Kekalahan tersebut menjadi pelajaran yang berharga bagi Belanda. Beberapa puluh tahun kemudian, Belanda merencanakan suatu pangkalan militer di daerah pedalaman yang letaknya tidak terlalu jauh dari pusat pemerintahan di Batavia. Akhirnya terpilihlah Cimahi sebagai pusat komando militer. Posisi Cimahi terpilih karena letaknya yang cukup strategis, yang berdekatan dengan simpang tiga jalur kereta api dan jalan raya pos
Cimahi sebagai pusat komando militer
Untuk mempersiapkan Cimahi sebagai pusat pertahanan Hindia Belanda, pada tahun 1887 berdiri Militare Hospital (sekarang Rumah Sakit Dustira), serta het Militaire Huis van Arrest (rumah tahanan militer) yang saat ini terkenal dengan nama “Penjara Poncol”, yang di bangun pada tahun 1886. Genie Officier Kapitein Fisher dan Luitenant V. L. Slors pelaksana pembangunan pangkalan militer.
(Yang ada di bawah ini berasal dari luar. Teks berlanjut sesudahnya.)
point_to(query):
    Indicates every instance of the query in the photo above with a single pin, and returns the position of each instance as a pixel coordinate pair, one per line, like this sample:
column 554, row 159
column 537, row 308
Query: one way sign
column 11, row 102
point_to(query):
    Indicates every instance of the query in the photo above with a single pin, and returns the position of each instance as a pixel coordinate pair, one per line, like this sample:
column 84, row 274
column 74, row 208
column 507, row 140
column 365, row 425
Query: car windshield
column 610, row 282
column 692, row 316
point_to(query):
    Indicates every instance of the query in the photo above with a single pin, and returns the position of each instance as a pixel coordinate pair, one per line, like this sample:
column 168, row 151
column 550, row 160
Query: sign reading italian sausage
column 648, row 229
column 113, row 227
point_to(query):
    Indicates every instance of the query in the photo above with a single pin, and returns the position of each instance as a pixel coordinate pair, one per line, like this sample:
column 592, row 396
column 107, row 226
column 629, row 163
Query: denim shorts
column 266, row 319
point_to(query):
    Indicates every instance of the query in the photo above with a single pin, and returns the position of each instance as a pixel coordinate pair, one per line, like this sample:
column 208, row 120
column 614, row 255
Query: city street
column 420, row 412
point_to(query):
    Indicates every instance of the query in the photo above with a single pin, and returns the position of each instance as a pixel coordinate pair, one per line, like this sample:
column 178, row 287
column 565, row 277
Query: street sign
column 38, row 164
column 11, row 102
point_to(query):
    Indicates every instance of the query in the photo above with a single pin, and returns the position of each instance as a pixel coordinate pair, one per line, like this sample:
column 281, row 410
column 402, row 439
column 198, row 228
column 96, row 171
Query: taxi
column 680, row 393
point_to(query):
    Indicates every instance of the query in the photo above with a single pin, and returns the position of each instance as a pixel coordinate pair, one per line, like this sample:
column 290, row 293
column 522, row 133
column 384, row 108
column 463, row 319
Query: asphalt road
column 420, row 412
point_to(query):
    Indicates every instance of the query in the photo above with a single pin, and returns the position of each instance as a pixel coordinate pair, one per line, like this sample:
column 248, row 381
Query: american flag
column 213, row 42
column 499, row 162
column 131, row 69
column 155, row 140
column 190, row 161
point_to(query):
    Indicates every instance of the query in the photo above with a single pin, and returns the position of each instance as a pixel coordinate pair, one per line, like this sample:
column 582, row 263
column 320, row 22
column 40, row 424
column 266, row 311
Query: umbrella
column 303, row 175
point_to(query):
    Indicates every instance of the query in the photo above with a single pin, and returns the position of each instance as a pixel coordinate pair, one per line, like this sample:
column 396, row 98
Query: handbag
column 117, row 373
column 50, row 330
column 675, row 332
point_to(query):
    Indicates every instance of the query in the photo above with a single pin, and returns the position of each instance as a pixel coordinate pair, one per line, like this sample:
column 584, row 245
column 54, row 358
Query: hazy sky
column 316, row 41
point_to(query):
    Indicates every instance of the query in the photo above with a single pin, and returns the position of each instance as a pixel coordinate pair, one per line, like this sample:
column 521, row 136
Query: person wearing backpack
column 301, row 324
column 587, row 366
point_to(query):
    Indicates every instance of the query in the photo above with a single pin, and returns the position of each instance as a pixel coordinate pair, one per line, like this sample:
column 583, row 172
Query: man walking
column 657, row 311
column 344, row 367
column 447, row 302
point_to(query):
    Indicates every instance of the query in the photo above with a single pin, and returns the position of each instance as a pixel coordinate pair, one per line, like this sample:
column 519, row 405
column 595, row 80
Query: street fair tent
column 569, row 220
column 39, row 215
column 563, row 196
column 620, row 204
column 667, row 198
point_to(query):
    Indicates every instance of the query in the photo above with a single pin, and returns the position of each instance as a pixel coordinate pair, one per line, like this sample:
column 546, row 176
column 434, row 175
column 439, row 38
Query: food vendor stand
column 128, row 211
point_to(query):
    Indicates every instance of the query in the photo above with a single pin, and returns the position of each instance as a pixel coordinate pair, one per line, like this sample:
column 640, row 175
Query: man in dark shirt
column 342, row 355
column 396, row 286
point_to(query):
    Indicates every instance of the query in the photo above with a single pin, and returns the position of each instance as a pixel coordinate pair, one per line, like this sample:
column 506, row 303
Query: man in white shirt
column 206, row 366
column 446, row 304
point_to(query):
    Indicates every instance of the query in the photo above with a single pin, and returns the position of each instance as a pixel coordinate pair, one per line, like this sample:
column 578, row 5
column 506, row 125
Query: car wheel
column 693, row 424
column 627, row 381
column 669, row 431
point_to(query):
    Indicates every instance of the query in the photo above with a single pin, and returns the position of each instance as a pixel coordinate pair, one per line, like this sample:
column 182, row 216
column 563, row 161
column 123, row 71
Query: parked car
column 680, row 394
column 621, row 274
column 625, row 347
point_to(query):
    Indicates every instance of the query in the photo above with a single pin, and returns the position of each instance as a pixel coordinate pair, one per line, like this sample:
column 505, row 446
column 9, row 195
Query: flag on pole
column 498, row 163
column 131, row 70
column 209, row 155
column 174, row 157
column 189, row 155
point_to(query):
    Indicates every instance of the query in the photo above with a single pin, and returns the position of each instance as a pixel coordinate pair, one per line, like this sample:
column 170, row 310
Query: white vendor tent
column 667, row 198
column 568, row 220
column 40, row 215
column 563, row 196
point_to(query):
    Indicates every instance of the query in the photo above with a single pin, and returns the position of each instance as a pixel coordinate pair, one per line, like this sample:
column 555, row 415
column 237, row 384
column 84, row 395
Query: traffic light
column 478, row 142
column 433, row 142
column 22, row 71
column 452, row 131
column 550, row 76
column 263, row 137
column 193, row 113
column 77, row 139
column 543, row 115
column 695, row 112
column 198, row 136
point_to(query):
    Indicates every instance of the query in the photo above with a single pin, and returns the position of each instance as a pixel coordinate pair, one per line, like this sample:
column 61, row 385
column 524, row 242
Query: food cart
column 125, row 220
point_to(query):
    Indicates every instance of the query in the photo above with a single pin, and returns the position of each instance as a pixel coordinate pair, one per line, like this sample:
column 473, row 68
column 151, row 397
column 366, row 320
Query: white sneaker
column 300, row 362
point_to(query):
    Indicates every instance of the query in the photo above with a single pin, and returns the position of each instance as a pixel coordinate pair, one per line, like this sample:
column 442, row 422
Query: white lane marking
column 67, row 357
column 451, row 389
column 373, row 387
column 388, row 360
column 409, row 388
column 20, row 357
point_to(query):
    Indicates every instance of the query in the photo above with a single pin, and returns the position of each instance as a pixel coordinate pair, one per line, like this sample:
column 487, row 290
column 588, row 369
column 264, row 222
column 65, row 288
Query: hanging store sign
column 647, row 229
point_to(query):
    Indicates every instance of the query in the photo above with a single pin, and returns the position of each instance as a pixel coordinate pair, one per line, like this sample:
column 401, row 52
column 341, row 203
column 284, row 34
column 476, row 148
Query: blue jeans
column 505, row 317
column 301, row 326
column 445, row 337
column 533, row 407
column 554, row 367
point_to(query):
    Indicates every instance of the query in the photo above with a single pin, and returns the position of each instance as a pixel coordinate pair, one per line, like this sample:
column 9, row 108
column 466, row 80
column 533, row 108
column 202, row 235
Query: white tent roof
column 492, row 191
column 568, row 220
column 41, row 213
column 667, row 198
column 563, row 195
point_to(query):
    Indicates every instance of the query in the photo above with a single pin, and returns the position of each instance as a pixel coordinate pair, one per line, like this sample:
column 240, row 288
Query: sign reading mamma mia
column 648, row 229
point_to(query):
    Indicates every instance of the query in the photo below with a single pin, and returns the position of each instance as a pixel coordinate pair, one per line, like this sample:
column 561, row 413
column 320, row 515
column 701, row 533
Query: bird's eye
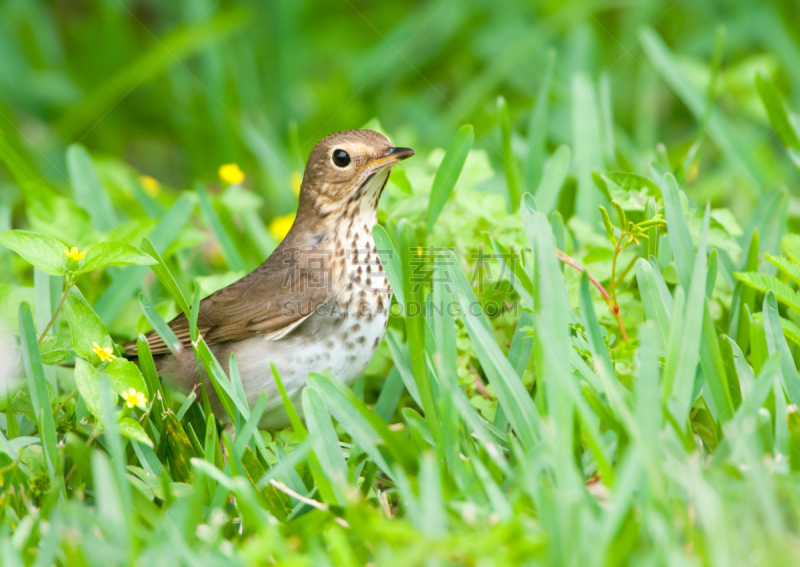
column 341, row 158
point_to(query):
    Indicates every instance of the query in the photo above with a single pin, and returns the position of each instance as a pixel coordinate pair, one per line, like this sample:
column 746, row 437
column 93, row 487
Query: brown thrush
column 319, row 302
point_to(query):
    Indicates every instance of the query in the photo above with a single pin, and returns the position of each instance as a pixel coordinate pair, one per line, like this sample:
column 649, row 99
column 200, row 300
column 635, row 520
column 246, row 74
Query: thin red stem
column 613, row 307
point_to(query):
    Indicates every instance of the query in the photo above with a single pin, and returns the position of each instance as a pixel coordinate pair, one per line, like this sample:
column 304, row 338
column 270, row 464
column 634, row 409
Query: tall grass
column 605, row 371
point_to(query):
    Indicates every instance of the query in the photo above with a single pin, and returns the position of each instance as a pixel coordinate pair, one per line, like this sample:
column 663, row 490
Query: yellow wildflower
column 230, row 173
column 104, row 354
column 281, row 225
column 297, row 180
column 134, row 398
column 74, row 254
column 150, row 184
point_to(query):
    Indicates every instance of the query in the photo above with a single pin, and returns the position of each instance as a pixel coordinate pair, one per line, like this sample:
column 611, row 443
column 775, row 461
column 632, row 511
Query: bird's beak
column 393, row 156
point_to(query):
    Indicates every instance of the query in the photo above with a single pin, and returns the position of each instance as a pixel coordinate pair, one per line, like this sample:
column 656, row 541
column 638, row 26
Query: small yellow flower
column 74, row 254
column 230, row 173
column 150, row 184
column 297, row 181
column 281, row 225
column 134, row 398
column 104, row 354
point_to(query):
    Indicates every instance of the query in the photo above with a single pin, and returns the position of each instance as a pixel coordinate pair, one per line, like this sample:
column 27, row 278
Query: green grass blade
column 587, row 146
column 415, row 324
column 513, row 181
column 448, row 172
column 89, row 192
column 537, row 128
column 776, row 342
column 165, row 276
column 232, row 255
column 159, row 325
column 37, row 386
column 682, row 360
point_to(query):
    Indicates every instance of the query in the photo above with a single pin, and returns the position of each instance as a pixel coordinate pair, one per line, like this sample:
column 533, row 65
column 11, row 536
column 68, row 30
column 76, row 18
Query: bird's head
column 346, row 167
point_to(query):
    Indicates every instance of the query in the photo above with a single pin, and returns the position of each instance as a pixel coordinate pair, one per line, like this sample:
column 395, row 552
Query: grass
column 614, row 185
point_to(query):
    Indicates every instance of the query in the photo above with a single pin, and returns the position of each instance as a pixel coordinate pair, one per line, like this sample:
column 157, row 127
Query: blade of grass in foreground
column 37, row 387
column 363, row 425
column 682, row 358
column 232, row 255
column 448, row 172
column 511, row 394
column 415, row 325
column 537, row 128
column 510, row 166
column 776, row 342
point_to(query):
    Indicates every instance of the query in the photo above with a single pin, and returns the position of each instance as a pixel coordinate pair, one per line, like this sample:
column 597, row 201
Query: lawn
column 592, row 350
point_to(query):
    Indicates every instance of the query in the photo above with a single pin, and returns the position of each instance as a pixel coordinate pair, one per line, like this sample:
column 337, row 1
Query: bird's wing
column 272, row 301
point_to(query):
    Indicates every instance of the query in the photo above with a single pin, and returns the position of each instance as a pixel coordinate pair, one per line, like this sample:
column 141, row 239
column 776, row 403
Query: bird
column 320, row 302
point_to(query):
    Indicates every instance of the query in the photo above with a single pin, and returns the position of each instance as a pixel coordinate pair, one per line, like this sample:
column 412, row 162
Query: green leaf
column 511, row 394
column 790, row 245
column 725, row 134
column 105, row 254
column 132, row 429
column 366, row 428
column 390, row 260
column 55, row 349
column 123, row 375
column 630, row 189
column 180, row 450
column 776, row 342
column 786, row 266
column 608, row 225
column 415, row 325
column 231, row 253
column 85, row 326
column 684, row 346
column 448, row 172
column 776, row 111
column 324, row 439
column 89, row 192
column 125, row 285
column 513, row 181
column 164, row 276
column 44, row 252
column 38, row 387
column 556, row 169
column 654, row 307
column 160, row 326
column 765, row 283
column 623, row 221
column 537, row 129
column 679, row 236
column 587, row 144
column 87, row 379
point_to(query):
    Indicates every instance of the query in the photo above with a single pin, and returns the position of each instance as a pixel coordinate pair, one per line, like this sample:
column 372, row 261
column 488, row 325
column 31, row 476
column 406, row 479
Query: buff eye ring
column 341, row 158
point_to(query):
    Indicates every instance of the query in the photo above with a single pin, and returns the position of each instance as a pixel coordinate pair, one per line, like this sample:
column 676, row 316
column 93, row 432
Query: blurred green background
column 177, row 88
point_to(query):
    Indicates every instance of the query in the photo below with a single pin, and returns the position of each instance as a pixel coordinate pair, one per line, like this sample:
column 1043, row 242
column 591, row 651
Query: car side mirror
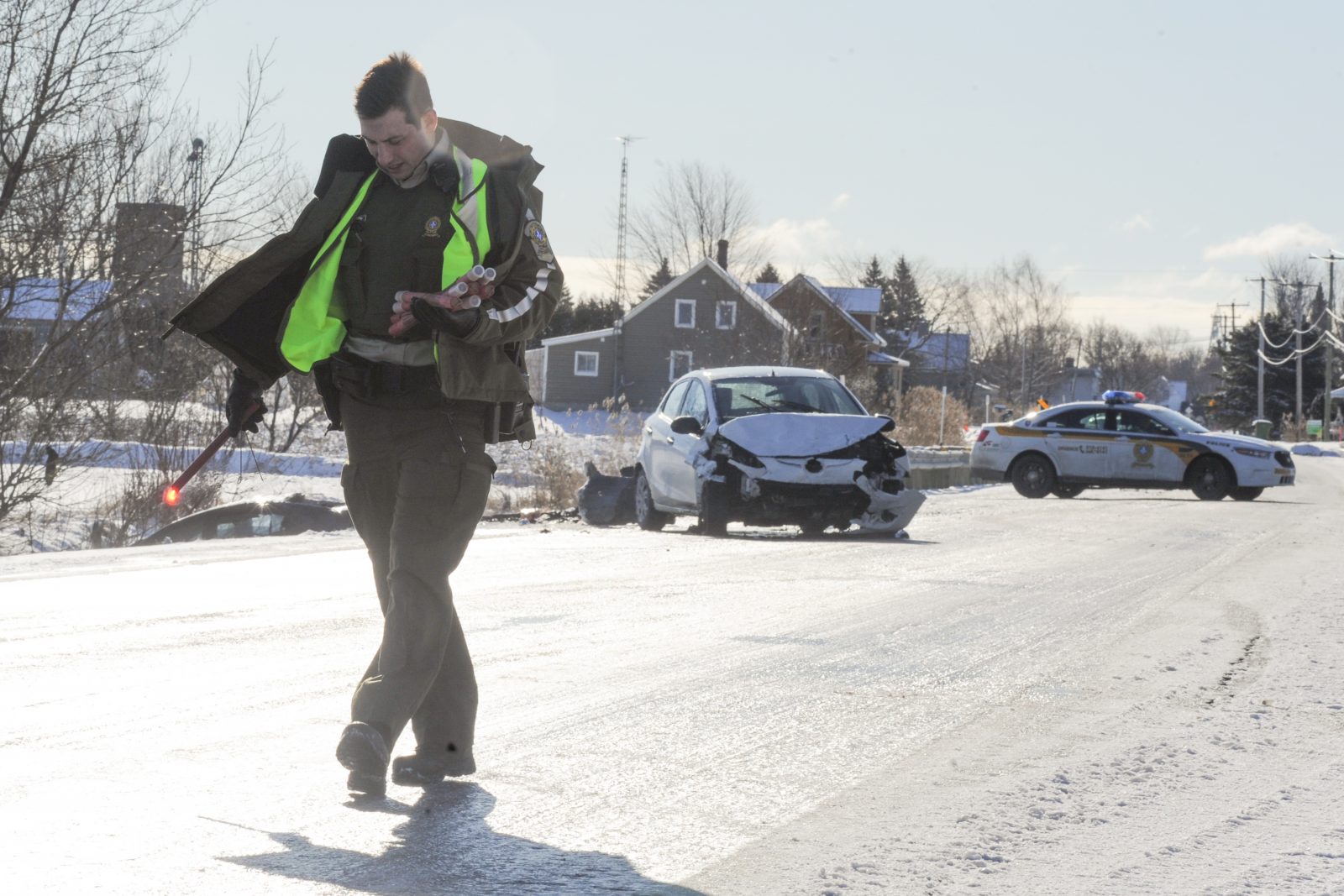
column 687, row 426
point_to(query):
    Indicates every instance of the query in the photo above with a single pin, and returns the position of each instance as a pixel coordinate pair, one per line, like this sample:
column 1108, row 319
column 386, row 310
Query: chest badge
column 541, row 244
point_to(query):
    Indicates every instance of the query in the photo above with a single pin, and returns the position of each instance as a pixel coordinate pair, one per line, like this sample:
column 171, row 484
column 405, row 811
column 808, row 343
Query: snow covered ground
column 94, row 477
column 1131, row 692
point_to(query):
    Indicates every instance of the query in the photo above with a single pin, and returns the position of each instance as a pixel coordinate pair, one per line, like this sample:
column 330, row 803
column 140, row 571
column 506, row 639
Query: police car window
column 1081, row 418
column 1136, row 422
column 696, row 405
column 674, row 401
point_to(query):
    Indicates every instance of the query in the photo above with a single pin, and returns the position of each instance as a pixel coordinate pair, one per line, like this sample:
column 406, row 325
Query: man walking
column 370, row 293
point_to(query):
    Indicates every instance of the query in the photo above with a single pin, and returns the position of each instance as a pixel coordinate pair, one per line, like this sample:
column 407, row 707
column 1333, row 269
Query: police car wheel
column 645, row 515
column 1032, row 476
column 1210, row 479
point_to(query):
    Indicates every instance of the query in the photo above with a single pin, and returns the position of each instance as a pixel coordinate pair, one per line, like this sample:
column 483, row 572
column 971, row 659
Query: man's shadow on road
column 445, row 846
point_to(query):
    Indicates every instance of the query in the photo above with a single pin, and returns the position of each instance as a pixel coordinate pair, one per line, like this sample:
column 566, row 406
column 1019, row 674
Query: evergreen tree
column 873, row 275
column 660, row 278
column 562, row 320
column 1234, row 401
column 907, row 304
column 768, row 275
column 884, row 379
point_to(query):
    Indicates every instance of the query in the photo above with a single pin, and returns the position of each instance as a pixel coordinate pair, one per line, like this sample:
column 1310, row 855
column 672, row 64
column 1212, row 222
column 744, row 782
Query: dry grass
column 920, row 418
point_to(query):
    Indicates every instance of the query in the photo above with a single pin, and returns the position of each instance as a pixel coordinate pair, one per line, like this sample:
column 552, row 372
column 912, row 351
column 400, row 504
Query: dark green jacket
column 242, row 312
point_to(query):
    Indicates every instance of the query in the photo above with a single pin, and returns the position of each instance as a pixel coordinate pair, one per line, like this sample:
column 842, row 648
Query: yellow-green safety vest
column 316, row 324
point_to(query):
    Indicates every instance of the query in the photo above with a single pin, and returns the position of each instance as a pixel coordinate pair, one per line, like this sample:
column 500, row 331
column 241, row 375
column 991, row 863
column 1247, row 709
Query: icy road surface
column 1121, row 694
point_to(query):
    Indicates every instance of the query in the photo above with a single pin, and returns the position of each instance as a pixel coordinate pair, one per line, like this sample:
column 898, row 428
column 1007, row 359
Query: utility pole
column 1330, row 348
column 195, row 163
column 1260, row 374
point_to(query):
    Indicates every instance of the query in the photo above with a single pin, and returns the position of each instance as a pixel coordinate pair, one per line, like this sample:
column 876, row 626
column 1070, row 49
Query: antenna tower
column 620, row 217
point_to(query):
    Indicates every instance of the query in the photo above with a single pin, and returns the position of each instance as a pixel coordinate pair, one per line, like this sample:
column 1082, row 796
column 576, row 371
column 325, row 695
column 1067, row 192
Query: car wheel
column 1210, row 479
column 648, row 517
column 1032, row 476
column 714, row 510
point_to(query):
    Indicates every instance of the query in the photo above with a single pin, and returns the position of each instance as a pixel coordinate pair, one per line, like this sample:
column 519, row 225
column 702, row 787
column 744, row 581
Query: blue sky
column 1149, row 155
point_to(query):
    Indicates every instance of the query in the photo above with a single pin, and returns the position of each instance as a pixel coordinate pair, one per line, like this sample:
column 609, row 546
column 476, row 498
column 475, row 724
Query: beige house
column 705, row 317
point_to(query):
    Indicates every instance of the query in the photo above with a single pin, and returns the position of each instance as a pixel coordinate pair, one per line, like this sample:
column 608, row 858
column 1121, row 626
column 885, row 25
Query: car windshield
column 788, row 394
column 1178, row 422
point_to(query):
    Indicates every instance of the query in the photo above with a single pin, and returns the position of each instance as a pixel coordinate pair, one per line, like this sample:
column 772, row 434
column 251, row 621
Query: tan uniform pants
column 416, row 486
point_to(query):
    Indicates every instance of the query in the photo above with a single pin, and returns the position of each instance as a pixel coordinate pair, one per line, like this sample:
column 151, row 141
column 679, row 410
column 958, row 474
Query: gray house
column 706, row 317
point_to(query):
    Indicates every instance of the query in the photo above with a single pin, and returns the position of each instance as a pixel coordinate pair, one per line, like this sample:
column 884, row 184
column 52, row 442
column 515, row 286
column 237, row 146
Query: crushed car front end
column 810, row 470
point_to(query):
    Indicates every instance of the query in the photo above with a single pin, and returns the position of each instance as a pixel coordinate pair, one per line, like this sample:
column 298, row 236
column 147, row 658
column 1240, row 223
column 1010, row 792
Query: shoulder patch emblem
column 541, row 244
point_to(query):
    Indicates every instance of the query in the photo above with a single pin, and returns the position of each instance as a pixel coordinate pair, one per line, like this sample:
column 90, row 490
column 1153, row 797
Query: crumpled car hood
column 800, row 434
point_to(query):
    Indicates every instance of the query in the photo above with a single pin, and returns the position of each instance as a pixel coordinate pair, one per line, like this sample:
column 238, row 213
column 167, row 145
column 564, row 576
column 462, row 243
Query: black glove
column 452, row 322
column 242, row 394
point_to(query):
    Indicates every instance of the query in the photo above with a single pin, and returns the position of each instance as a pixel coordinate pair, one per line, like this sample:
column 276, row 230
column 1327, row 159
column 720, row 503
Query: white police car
column 1121, row 443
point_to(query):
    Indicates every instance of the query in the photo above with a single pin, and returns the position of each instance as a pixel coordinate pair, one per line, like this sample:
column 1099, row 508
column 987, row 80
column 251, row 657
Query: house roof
column 882, row 358
column 869, row 336
column 855, row 300
column 709, row 265
column 936, row 347
column 38, row 298
column 578, row 338
column 765, row 291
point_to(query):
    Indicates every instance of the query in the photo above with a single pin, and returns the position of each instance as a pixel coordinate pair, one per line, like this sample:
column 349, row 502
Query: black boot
column 363, row 750
column 423, row 770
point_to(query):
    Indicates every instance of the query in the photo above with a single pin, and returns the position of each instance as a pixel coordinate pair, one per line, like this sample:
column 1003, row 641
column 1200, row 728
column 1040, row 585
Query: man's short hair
column 396, row 82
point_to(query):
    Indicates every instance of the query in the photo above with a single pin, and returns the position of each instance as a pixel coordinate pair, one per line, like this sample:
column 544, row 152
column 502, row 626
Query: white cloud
column 591, row 275
column 1270, row 241
column 1140, row 301
column 1137, row 222
column 799, row 244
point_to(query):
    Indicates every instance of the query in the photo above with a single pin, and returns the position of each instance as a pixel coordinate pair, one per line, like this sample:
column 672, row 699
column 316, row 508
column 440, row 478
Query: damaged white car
column 770, row 446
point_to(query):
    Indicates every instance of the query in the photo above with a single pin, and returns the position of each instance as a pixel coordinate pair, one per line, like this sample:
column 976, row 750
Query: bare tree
column 692, row 208
column 87, row 127
column 1021, row 333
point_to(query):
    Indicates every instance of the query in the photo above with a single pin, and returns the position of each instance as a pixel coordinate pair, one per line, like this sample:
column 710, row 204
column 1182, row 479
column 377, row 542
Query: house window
column 685, row 313
column 726, row 315
column 585, row 363
column 679, row 363
column 815, row 322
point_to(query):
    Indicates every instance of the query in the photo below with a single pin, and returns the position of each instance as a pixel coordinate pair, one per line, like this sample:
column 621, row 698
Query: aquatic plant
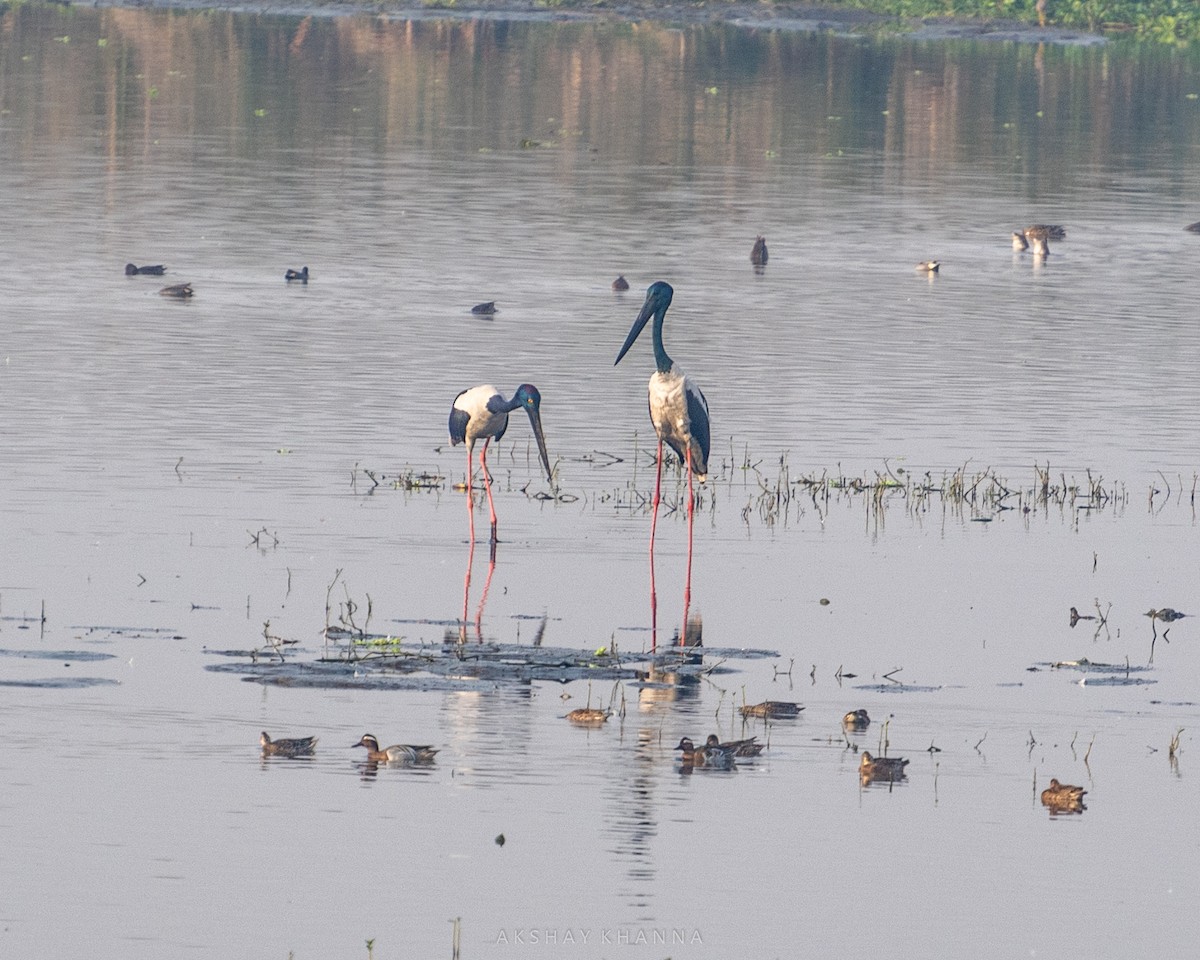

Penempatan pasukan militer Hindia Belanda secara terkonsentrasi secara bertahap. Pada tahun 1885 terdapat tiga batalyon pasukan militer yang bermarkas di Cimahi, yakni infanteri, genie (zeni), dan artileri. Adapun pasukan artileri tersebut terbagi menjadi tiga, yakni artileri gunung (bergartelerie), artileri lapangan (veldartelerie), dan artileri serangan udara.
Pangkalan militer ini dilengkapi dengan berbagai sarana penunjang, seperti kompleks perumahan perwira (yang pada saat ini terletak di Jalan Gedung Empat dan Jalan Sriwijaya), markas militer, pusat pendidikan militer, barak dan tangsi (kampement), serta sociteit perwira. Pada bulan September 1896, Cimahi diresmikan sebagai Garnisun Militer yang merupakan pusat komando pengendalian pasukan dan mobilisasi pasukan tempur, dengan komandan Majoor Infanteri C. A. van Loenen dengan ajudan Luitenant J. A. Kohler. Untuk mendukung kesatuan artileri Cimahi, pabrik mesiu di Ngawi dan Artillerie Constructie Winkel di Surabaya pindah ke Kiaracondong pada tahun 1898, dimana lokasi pabrik tersebut juga dilalui jalur kereta api.
RS. DUSTIRA
Rs. Dustira berada di Kel. Baros, Kec. Cimahi Tengah, Kota Cimahi, Jawa Barat. Berdasarkan kisahnya, Rumah Sakit Dustira mulanya dipersiapkan untuk menunjang aktivitas tentara Belanda di wilayah Cimahi dan sekitarnya. Saat itu Cimahi yang tengah dipersiapkan sebagai kota militer membutuhkan infrastruktur kesehatan yang mumpuni.Selain itu, pendiriannya juga dijalankan sebagai penunjang pengamanan, di mana ketika itu Gubernur Jenderal berniat memindahkan ibukota Hindia Belanda dari Batavia ke Bandung. Pembangunan Militare Hospital sendiri selesai pada tahun 1887. Ia berdiri di lahan seluas 14 hektare.
GENEI (zeni)
Sekitar Tahun 1905 markas besar sementara zeni tersebut pindah ke Cimahi. Pada tahun itu, Korps Pasukan Zeni terdiri atas 1 staf, Kompi I, II, dan III, serta Kompi Kereta Api dan Telegraf di Cimahi. 1 seksi dari Kompi III dan Divisi KA dari Kompi KA dan Telegraf ditempatkan sementara di Aceh untuk membangun Pada tahun itu, untuk membangun Di awal/akhir tahun 1920 an, Korps Penyapu Ranjau dan Sapper dimasukkan ke Batalyon Pasukan Zeni, terdiri atas 1 staf, 1 kompi medan, 1 kompi teknis (divisi telegraf, radio, dan lampu sorot) dan 1 kompi depot dengan sekolah kader di Cimahi.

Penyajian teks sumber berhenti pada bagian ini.